The Internets Make Programming Easy

Created 2009-11-15 / Edited 2010-07-07

Tags: C++, Programming, UIUC, Data Mining, Homework

In the class I'm taking (Intro to Data Mining) we get to implement a classifier. Alas... we must use either C++ or Java. I haven't programmed in either for quite a few years, and even with further pursuit I'm not allowed to use OCaml.

That's OK! Best to stretch my mind out a bit. I'm afraid I'm getting rusty at being multi-lingual in my old age anyway, so this is good exercise. First thing first, I have to read in the training data. But best start with the basic Hello World even before that. Google... I figure I'll start with the basics, and now I have:

#include <iostream>
using namespace std;

int main() {
  cout << "Hello World!" << endl;
  return 0;
}

I don't even remember doing that std namespace thing last time I programmed in C++. Oh well. It runs! So from there I just keep searching and adding...

... and just like magic I am now reading the file, parsing it, and counting the frequency of items. Ahh the hive mind! Here's the result... it's messy and unstructured but damn... it works!

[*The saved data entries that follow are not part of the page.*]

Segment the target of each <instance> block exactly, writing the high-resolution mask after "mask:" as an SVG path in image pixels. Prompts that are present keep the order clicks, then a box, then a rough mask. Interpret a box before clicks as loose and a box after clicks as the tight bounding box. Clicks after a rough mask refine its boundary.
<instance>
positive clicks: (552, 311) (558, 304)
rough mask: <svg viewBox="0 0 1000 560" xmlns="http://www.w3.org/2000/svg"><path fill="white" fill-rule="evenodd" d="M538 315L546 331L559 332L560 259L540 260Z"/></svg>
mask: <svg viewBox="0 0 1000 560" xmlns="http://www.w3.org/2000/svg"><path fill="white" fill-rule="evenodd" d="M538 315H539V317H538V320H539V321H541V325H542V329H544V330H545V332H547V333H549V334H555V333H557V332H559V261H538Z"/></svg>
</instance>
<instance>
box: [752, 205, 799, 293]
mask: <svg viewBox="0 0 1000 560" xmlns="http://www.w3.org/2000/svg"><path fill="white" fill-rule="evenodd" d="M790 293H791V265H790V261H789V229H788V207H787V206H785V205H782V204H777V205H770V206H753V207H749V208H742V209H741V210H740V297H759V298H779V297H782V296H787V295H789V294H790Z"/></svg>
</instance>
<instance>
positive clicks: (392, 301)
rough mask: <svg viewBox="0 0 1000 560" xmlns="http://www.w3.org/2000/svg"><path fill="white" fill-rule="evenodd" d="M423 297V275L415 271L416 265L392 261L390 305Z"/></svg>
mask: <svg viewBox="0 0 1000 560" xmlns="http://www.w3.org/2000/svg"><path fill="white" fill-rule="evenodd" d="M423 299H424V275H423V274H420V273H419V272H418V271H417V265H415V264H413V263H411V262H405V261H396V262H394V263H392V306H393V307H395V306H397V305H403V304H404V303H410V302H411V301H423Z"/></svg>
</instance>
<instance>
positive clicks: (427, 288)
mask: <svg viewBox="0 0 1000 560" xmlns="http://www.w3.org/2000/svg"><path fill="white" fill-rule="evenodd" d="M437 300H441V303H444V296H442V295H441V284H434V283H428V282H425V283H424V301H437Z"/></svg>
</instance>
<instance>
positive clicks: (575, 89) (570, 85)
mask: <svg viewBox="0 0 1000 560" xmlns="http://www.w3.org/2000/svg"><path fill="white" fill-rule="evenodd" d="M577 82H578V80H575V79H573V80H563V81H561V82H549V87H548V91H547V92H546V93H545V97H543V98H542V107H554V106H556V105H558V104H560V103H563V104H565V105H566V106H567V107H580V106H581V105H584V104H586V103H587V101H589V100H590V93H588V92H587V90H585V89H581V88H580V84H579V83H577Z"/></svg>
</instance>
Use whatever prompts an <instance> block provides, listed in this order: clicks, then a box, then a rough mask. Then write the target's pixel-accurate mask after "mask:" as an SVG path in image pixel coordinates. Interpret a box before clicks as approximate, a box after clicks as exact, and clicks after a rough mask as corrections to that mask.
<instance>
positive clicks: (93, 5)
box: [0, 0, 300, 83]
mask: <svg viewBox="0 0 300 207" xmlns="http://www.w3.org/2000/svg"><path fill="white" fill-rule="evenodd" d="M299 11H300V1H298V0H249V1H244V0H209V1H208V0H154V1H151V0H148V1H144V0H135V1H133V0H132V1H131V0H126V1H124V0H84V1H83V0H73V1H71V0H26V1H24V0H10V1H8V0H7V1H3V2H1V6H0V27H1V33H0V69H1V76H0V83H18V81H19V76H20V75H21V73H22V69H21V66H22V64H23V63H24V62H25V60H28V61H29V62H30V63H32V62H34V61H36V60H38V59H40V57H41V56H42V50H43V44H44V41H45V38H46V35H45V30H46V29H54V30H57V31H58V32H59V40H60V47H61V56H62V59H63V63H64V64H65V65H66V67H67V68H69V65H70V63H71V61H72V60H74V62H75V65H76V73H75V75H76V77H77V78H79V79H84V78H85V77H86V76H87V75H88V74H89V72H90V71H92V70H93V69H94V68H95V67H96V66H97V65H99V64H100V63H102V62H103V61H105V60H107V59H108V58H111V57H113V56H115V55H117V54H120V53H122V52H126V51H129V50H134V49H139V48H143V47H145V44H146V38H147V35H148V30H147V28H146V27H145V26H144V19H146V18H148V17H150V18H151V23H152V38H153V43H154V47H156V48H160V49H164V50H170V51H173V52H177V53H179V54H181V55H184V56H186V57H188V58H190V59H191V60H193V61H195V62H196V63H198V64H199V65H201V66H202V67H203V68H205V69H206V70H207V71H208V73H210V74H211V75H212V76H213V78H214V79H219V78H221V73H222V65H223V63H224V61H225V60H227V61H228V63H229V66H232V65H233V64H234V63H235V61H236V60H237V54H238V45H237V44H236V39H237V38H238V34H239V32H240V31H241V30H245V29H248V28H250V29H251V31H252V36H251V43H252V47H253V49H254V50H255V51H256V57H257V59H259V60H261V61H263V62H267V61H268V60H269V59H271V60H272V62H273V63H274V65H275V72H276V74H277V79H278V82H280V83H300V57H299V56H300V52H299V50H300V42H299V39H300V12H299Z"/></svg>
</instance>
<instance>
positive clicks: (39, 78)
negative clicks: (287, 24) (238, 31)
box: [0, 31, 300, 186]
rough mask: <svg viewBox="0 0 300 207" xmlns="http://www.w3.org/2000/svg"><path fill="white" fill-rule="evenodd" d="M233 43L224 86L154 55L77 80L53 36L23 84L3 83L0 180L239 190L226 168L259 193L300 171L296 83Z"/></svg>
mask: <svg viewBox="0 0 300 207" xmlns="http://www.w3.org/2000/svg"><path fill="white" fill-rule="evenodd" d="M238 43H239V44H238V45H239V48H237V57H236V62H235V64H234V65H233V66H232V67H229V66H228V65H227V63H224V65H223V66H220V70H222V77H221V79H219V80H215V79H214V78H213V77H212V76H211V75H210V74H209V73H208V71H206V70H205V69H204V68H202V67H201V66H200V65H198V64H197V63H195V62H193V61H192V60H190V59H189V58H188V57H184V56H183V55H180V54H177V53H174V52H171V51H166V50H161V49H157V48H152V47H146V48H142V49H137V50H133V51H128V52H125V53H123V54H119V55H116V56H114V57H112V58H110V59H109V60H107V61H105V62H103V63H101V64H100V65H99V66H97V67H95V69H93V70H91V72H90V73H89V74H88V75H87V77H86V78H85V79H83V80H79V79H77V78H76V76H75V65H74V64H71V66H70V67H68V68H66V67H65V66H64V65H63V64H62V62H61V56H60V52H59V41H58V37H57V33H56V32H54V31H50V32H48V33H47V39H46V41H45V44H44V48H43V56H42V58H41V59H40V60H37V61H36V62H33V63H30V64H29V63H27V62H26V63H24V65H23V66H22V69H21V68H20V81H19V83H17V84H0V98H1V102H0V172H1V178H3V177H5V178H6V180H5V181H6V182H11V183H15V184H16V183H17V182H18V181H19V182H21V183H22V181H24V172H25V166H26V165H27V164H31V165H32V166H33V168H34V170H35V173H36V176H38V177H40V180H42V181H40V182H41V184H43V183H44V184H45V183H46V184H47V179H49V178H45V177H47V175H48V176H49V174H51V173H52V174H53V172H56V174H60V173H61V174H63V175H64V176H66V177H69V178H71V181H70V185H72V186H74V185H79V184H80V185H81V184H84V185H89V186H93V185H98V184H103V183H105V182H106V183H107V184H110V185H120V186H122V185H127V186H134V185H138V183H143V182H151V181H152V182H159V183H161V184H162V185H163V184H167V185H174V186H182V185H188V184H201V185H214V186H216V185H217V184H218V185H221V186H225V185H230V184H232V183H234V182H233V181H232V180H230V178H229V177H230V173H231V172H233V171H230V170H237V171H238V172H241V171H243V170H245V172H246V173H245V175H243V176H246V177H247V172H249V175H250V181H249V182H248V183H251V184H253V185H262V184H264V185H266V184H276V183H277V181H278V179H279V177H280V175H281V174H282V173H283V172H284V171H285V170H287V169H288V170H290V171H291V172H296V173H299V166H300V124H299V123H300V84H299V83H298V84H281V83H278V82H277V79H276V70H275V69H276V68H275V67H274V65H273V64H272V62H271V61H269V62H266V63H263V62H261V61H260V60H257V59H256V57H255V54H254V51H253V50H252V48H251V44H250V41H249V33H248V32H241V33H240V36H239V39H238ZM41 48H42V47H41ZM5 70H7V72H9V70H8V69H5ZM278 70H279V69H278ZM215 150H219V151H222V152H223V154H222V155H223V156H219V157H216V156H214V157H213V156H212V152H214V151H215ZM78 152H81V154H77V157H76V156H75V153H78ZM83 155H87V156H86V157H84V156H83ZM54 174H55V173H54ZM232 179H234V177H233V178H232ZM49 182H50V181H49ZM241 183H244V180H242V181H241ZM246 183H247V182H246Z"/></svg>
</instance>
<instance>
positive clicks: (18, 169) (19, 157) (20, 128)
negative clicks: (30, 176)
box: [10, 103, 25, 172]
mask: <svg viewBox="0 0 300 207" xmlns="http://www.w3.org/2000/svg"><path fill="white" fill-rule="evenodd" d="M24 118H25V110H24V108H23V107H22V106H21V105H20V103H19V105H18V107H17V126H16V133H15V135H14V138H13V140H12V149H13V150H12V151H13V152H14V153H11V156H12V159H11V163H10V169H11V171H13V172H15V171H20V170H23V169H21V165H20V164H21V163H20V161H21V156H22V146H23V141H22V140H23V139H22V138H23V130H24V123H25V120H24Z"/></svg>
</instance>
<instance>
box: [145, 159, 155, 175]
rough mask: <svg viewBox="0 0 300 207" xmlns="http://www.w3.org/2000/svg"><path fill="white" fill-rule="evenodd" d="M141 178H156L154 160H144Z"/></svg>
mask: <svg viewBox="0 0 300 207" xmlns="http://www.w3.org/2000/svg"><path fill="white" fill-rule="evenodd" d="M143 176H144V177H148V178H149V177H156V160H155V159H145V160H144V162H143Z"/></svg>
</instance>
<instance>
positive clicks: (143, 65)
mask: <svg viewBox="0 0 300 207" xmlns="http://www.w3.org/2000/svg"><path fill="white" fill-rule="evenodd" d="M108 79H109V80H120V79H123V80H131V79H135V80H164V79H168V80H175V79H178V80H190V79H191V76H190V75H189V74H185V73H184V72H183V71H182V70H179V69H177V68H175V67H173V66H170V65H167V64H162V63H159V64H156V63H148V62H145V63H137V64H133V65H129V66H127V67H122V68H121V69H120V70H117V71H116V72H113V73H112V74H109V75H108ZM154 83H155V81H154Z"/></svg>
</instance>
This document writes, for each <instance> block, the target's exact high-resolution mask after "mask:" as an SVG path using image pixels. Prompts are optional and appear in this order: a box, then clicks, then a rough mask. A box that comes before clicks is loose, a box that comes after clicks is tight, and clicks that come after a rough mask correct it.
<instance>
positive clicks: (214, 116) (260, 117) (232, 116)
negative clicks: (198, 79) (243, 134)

// Compile: g++ -o demo main.cpp
#include <iostream>
#include <fstream>
#include <vector>
#include <boost/algorithm/string.hpp>
#include <map>

using namespace std;

typedef map<string, int> ItemSet;

int main() {
  cout << "Hello World!" << endl;
  ifstream fin("data/train1.txt");
  // ifstream fin("data/small_train.txt");
  string s;
  vector< vector<string> > d;

  ItemSet itemset;

  while(getline(fin,s)) {
    vector<string> row;
    // cout << "Read from file: " << s << endl;
    boost::split(row, s, boost::is_space());
    d.push_back(row);
  }

  vector< vector<string> >::iterator d_iter;
  vector<string>::iterator row_iter;

  for(d_iter = d.begin(); d_iter != d.end(); d_iter++) {
    cout << "[ ";
    for(row_iter = d_iter->.begin(); row_iter != d_iter->end(); row_iter++) {
      cout << *row_iter << " ";
      itemset[*row_iter]++;
    }
    cout << "]" << endl;
  }

  cout << "Itemset:" << endl;

  ItemSet::iterator itemset_iter;
  for(itemset_iter = itemset.begin(); itemset_iter != itemset.end(); itemset_iter++) {
    cout << itemset_iter->first << " : " << itemset_iter->second << endl;
  }

  return 0;
}

I'll keep going like this for a bit, but then I'll start organizing into actual objects and such. There is a good chance that I'll switch data structures, or perhaps not even bother keeping all this in memory. Most likely I'm also violating some other C++ socio-political norms. Fun!